30 Madencinin Ölümü İle İlgili Davanın İlk Duruşmasında Aileler Bilirkişi Raporuna ve Sanıklara İsyan Etti
TTK Karadon Müessese Müdürlüğü maden ocağının eksi 540 kodunda
Yapı-Tek firmasınca yürütülen galeri açma işi sırasında meydana gelen
grizu patlamasında 28 işçi ve 2 mühendisinin ölmesi, 11 kişinin
yaralanmasıyla ilgili Zonguldak 2. Ağır Ceza Mahkemesindeki davanın ilk
duruşmasında, tutuksuz yargılanan 25 sanık, mağdur aileler ve avukatları
hazır bulundu. Duruşmaya 3 sanık ise mazeret bildirerek katılmadı.
Mahkemeye heyeti, bazı avukatların birden çok sanığın müdafisi olması nedeniyle aynı suçun failleri olarak yargılanan sanıklar arasında menfaat çatışması bulunabileceği, bu durumun da zafiyet oluşturacağından duruşmaya katılan avukatlardan savunmak için 1 sanıkta karar kılmasını istedi.
Avukatların durumu değerlendirmek üzere süre istemesinin ardından Zonguldak Cumhuriyet Başsavcılığının TTK'da 24, Yapı-Tek firmasında görevli 4 kişi hakkında 3'er yıldan 15'er yıla kadar hapis cezası istediği iddianame okundu.
TTK'da elektrik teknikeri olarak çalışan sanık Hasan Karakaş, savunmasında, ikinci bilirkişi raporunda ''maden ocağındaki metan gazı sensörünün yerinin alçak olduğu'' belirtilerek, kendisine yöneltilen suçlamaları kabul etmediğini söyledi.
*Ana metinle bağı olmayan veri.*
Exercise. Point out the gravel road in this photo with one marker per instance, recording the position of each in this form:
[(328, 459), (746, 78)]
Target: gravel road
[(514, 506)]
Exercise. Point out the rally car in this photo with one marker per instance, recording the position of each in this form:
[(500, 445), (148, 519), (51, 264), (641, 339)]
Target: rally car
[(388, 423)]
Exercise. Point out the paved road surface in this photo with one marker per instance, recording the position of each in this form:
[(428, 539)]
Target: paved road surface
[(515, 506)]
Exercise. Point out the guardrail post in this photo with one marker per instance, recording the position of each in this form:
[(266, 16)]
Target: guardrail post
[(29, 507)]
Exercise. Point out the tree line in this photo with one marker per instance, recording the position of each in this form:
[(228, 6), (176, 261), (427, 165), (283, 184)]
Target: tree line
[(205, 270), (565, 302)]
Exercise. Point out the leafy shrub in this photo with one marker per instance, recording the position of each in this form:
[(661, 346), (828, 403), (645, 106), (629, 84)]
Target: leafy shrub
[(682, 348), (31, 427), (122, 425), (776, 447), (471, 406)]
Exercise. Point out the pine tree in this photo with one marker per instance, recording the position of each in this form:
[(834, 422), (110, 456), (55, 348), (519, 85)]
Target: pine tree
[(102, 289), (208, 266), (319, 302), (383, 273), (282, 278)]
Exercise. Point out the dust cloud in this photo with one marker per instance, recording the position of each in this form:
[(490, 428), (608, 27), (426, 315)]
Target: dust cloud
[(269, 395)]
Olay günü uzman statüdeki elektrikçilerin arızalı olan metan sensörünü sabah değiştirdiğinin arkadaşları tarafından kendisine anlatıldığını belirten Karakaş, ''İlk bilirkişi raporundaki fotoğrafta metan sensörünün yerden yüksekliğinin 1,5 metre civarında olduğu belirtilmiş. Ancak fotoğraf incelendiğinde onun metan değil karbonmonoksit sensörü olduğu görülecektir. Benim herhangi kusurum yoktur. Bizim görevimiz sadece sensörlerin elektriksel olarak çalışmasını sağlamak ve arızaları gidermektir'' dedi.
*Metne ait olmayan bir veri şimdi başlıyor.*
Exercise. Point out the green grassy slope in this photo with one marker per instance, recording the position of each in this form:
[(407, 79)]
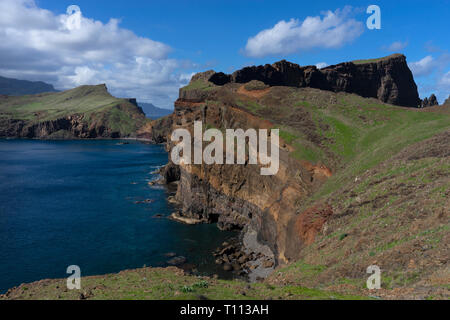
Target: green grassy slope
[(389, 190), (96, 105), (163, 284)]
Bazı sanıkların avukatları da söz alarak mahkeme heyetinin bildirimi üzerine müvekkillerinden hangisinin savunmasını yapacaklarına karar vermek için duruşmaya ara verilmesini istedi.
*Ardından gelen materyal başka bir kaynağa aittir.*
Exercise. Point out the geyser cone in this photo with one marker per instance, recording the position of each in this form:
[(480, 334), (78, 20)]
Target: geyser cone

İddia makamı, duruşmanın ertelenmesinin yargılanmayı daha geciktireceğini belirterek talebe karşı çıktı.
Mahkeme heyeti, verdiği kısa aranın ardından bir kısım sanıkların aynı müdafiyi seçmiş olmasından dolayı avukatlarının hangi müvekkilli savunacağına karar vermeleri için duruşmayı 13 Ocak'a erteledi.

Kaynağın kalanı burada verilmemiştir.